Il en va de même dans tout design. La conception electronique sera futile si, tout en respectant les objectifs identifiés, elle ne s'articule pas sur une connaissance approfondie de la technologie courante, de ce qu'elle offre et à quels prix, et de son évolution future prévisible. Et justement parce qu'il n'est nul autre domaine technique où l'évolution soit si rapide, une connaissance sans cesse mise à jour des composants, modules, sous-systèmes, fonctions et outils des support disponibles est essentielle à quiconque vise un design concurrentiel. Ainsi, afin de mener à bien la phase initiale de définition du projet, l'ingénieur devra bien savoir ce qu'il est très facile de réaliser aujourd'hui en électronique, ce qu'il est possible de faire à un coût plus élevé mais encore raisonnable, et ce qu'il est illusoire de tenter sauf dans des applications exceptionnelles. La courbe performance vs coût a toujours la même allure: augmentation graduelle jusqu'à un niveau seuil, avec progression très rapide au-delà (ceci étant dû, en bonne partie, à la réduction d'économie d'échelle dans les niveaux de performances rarement exigés). Encore aujourd'hui, les deux derniers bits d'un convertisseur analogique numérique de 16 bits / 10 microsecondes coûtent à eux seuls aussi cher que les 14 autres.

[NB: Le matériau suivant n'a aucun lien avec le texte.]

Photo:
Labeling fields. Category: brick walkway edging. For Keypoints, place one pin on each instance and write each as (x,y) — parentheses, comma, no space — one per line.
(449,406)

Ce seuil limite évolue constamment et le concepteur efficace doit savoir où il se situe aujourd'hui et où il se situera bientôt.

 Encore en rapport avec cette interdépendance entre les diverses phases d'un projet, comment élaborer un bloc diagramme qui va segmenter un circuit en parties analogiques et numériques si, en même temps, ne sont pas clairement présents à l'esprit les avantages, les inconvénients, les imperfections et les problèmes de chaque approche. Ainsi il faudra se demander si l'économie et la précision obtenues par une approche numérique dans tel bloc ne risquent pas d'être trop chèrement payées par le bruit ainsi produit sur les lignes d'alimentation et ses conséquences sur tel autre bloc analogique: un excellent découplage sera-t-il suffisant ou va-t-on devoir recourir à des alimentations distinctes? .....

 Si on peut attribuer une pondération à de tels facteurs, il est possible d'aborder de façon rigoureuse l'optimalisation d'un circuit. Et cela se fait, effectivement. Mais parce que le nombre de contraintes est souvent démesuré, que le coût ou la valeur des inconvénients et des avantages est lui-même difficile à préciser ("combien vaut une réputation de fiabilité? ...") le jugement pragmatique, le sens physique, l'information sur l'état de la technique demeurent, dans le concret, aussi importants que la compréhension profonde des concepts de base.

C'est seulement l'expérience acquise personnellement comme la somme de toutes les erreurs comprises qui permet, en définitive, de développer cette aptitude à un degrè élevé. C'est là que le travail expérimental de laboratoire, où se confrontent l'abstraction du modèle et la réalité concrète, trouve sa justification. Mais une "expérience" ne laisse de traces durables que si elle s'accompagne d'un esprit critique, qui ne se satisfait pas d'une vérification approximative et banale, mais qui plutôt observe, cherche, ... et finalement comprend. Tout est là.